L'IA a réduit la découverte beauté à une liste de cinq noms dont les sources renvoient majoritairement hors de la marque. Alors The Outset et Nécessaire investissent dans des clubs de lecture, des ateliers floraux et des petits-déjeuners en galerie, pariant sur le seul canal qu'une plateforme ne peut ni renchérir ni confisquer.

A waistcoated crab hosts a candlelit book club and flower workshop indoors while a glowing smartphone search screen is locked outside the door.

Sir John Crabstone

La ligne de soins de Scarlett Johansson facture 135 dollars pour une soirée fleurs et vin à Greenpoint, Brooklyn. The Outset appelle ça de la communauté. C’est davantage de l’assurance. Ce contre quoi on s’assure, c’est la découverte elle-même, depuis qu’une machine décide quelles marques de beauté méritent d’être trouvées, sans éprouver la moindre préférence pour un nom plutôt qu’un autre. Un atelier d’ikebana est une proposition étrange pour une marque de soins. Sur le plan des chiffres, c’est pourtant une proposition rationnelle.

Commençons par la découverte. Demandez à un chatbot de vous recommander une crème hydratante : il en cite peut-être cinq, là où une page de résultats en renvoyait jadis des dizaines. La liste est assez courte pour être mémorisée et trop courte pour s’y cacher. Le pouvoir a migré de la marque qui achète le plus d’attention vers celle qui répond le mieux à une question précise ; les consultants qui vendent désormais des services de visibilité IA le disent sans détour.

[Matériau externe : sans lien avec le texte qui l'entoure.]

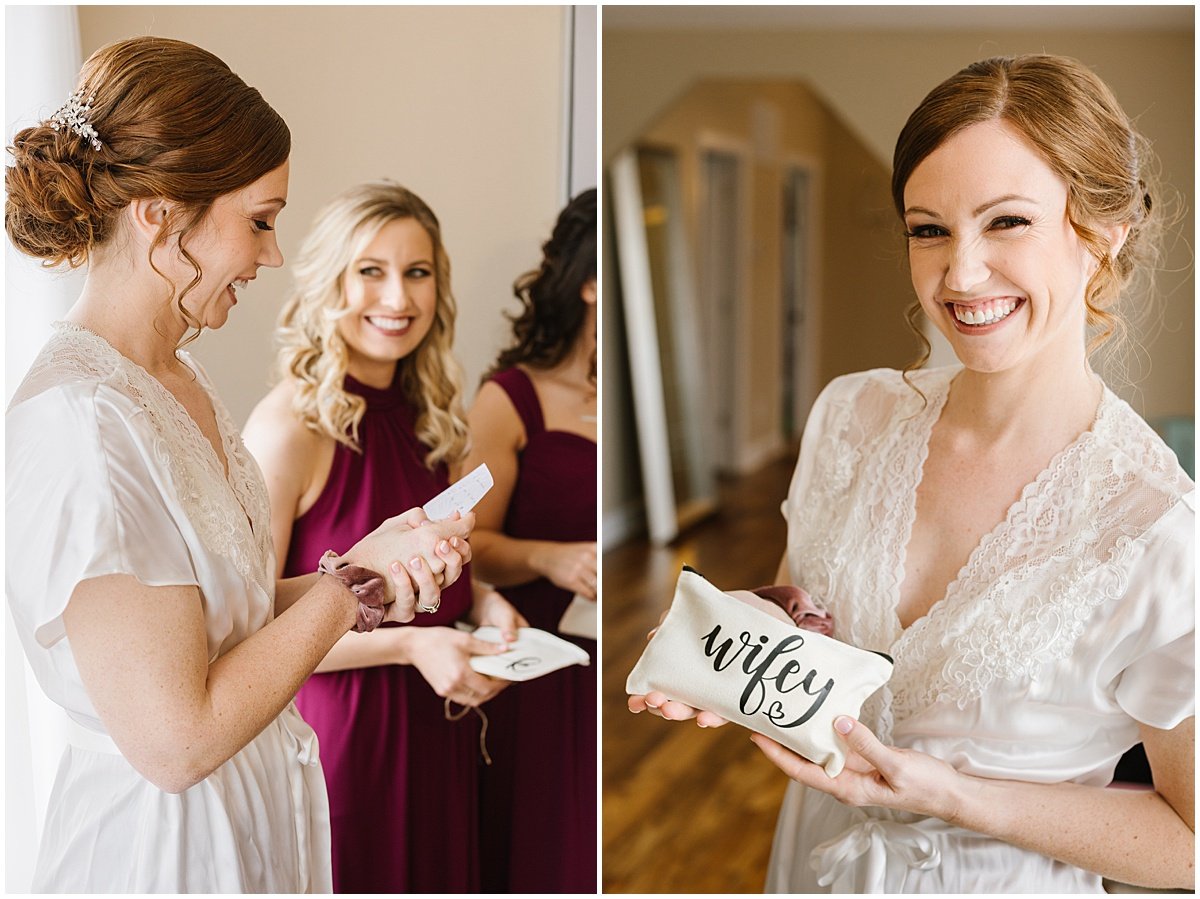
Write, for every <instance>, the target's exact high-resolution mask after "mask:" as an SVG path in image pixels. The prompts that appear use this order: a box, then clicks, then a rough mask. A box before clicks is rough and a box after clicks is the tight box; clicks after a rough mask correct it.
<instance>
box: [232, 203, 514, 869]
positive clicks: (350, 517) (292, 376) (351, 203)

Une décennie à cultiver une personnalité ne pèse pas grand-chose face au seul critère que le modèle était censé évaluer : est-ce que ça marche.

Le conseil de tous les départements marketing est d’optimiser pour la machine : publier des contenus structurés, obtenir les bonnes évaluations. Ça fonctionne, dans une certaine mesure. Les marques qui dominent les réponses IA en beauté sont les labels à caution scientifique comme Paula’s Choice et CeraVe, récompensées parce que « recommandé par les dermatologues » s’apparente, pour un modèle, à une preuve. Le modèle ne choisit pas tant qu’il répète ; il remonte ce que le web ouvert a déjà entériné. Le canal censé faire émerger la nouveauté récompense donc le lisible, et la singularité est précisément le trait qu’il ne sait pas lire.

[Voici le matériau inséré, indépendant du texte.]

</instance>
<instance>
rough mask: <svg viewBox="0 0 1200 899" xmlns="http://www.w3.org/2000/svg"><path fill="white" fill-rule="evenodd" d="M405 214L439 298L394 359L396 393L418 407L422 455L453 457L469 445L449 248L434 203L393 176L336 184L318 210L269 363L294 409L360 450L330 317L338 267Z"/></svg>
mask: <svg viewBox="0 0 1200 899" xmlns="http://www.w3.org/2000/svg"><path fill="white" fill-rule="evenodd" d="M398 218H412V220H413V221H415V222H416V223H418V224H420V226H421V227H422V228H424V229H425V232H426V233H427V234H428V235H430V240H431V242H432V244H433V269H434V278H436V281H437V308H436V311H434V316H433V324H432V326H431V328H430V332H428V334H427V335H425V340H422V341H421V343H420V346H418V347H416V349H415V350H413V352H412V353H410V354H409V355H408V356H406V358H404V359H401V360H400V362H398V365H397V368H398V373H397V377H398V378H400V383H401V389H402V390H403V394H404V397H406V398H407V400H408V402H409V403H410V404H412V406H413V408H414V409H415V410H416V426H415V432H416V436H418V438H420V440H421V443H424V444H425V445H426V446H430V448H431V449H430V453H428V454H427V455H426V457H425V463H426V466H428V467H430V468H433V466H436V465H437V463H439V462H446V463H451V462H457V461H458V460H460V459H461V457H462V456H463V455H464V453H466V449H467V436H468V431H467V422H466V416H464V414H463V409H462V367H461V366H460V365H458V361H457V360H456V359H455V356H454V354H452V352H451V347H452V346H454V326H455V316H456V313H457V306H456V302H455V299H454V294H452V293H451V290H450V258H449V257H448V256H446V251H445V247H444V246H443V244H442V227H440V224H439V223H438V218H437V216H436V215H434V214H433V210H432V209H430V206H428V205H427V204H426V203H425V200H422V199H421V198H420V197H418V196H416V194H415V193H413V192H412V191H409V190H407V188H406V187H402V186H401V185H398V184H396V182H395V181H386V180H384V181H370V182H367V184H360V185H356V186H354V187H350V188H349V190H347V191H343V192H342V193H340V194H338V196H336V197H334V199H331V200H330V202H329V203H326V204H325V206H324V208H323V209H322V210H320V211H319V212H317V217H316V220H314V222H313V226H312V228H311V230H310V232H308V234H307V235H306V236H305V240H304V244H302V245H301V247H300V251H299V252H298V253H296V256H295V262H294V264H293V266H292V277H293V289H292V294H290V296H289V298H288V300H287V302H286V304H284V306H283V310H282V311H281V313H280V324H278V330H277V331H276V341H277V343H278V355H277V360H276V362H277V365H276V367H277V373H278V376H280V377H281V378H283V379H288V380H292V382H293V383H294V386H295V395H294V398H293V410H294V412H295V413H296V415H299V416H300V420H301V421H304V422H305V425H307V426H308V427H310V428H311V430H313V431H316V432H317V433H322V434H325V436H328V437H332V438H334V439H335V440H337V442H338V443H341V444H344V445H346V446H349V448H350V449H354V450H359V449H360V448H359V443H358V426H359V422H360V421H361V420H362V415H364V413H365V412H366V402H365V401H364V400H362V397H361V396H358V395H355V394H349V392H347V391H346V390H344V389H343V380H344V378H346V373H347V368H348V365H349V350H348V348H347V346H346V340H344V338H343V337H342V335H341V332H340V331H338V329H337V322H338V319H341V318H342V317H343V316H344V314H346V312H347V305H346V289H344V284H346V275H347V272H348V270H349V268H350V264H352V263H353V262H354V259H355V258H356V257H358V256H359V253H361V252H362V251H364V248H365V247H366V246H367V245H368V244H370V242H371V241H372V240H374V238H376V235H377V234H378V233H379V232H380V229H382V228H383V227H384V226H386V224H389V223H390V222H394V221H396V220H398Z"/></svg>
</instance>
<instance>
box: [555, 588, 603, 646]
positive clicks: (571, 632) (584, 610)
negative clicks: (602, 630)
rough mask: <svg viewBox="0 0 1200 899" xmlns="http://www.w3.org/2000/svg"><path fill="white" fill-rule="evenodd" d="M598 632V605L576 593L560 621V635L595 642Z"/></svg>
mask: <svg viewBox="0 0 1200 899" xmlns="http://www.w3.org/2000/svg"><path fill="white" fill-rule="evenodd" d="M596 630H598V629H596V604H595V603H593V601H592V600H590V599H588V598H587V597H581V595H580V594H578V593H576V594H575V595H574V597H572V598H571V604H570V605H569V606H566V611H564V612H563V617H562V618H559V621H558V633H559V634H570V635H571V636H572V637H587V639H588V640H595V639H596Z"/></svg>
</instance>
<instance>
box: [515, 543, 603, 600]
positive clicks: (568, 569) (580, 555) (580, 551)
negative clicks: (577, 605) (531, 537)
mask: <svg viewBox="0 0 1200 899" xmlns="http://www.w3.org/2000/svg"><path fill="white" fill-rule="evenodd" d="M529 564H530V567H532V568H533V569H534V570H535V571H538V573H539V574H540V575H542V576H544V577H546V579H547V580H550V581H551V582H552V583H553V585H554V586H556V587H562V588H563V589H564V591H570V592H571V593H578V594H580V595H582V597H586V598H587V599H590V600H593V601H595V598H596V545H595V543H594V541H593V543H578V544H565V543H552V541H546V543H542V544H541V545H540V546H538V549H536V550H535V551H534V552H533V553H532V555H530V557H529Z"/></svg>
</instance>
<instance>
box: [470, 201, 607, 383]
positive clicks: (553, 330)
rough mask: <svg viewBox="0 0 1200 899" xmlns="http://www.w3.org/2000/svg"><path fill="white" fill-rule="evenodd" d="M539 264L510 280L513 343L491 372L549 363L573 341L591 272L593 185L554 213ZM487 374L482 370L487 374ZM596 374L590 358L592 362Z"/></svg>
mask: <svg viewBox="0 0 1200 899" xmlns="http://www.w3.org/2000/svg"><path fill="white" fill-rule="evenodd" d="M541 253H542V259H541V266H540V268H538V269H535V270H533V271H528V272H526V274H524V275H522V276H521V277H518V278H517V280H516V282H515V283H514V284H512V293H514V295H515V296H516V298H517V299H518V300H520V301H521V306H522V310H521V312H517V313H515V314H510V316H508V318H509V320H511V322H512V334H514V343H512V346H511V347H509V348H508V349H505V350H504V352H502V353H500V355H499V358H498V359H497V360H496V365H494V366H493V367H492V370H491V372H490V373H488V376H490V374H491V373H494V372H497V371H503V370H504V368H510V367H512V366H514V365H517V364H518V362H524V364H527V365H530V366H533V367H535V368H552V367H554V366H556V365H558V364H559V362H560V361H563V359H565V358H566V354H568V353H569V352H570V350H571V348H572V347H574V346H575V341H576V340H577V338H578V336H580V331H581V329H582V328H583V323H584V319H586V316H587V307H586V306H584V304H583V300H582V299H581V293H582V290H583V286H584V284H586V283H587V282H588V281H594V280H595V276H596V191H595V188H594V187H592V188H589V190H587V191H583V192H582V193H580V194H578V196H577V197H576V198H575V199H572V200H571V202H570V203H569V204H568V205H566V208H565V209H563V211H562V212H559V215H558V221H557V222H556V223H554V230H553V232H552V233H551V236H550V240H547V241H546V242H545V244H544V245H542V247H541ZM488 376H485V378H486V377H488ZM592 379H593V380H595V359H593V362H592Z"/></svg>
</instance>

Et même la victoire reste empruntée. La plupart des sources citées par une IA pour la beauté sont des médias externes, pas les pages de la marque elle-même : un fil de forum ou la vidéo d’un inconnu sur YouTube. La plateforme joue les entremetteuses et garde le carnet d’adresses pour elle. Une marque peut être la réponse que donne la machine sans jamais connaître le nom de la personne qui a posé la question. La mise en relation n’a jamais été la ressource rare ; c’est le nom des gens qui se sont présentés qui comptait.

Un algorithme peut copier tout ce qu’une marque incarne, sauf les clients qu’elle possède déjà.

Alors l’argent se déplace vers ce qui résiste à la copie. Le Summer Book Club de The Outset tourne autour du roman June Baby de Shannon Garvey et de son autrice ; à Frieze, Nécessaire a commandé des coussins de sol à un artiste et servi le petit-déjeuner aux galeristes. Le club expédie un coffret à 100 dollars, tarifé pour donner le sentiment d’une adhésion plutôt que d’un achat. Rien de tout ça ne passe à l’échelle, et c’est bien là l’idée. Une liste d’invités de deux cents personnes qui ouvriront votre email vaut davantage qu’un million d’impressions que le modèle redistribue au matin.

Ce n’est pas l’excentricité d’une seule marque. Le même instinct traversait le dîner fermé des Leaders organisé par Glossy, où la conversation avait glissé du déploiement de l’IA au recrutement de community managers. La salle de conseil a compris ce que le tableau de bord ne peut pas mesurer : une relation détenue est le seul public qu’une plateforme ne peut ni renchérir discrètement ni confisquer. Ce n’est pas un repli face à la technologie — c’est un refus de continuer à louer la seule chose qui ait jamais appartenu à la marque.

Rien de tout cela ne signifie que l’algorithme perd. Il continuera de décider qui se fait découvrir, et la plupart des marques continueront de lui payer ce privilège. Celles qui organisent des clubs de lecture ont simplement lu les conditions d’utilisation et repéré ce qu’elles omettent. Une plateforme peut vous présenter au monde entier. Elle ne peut pas faire rester le monde.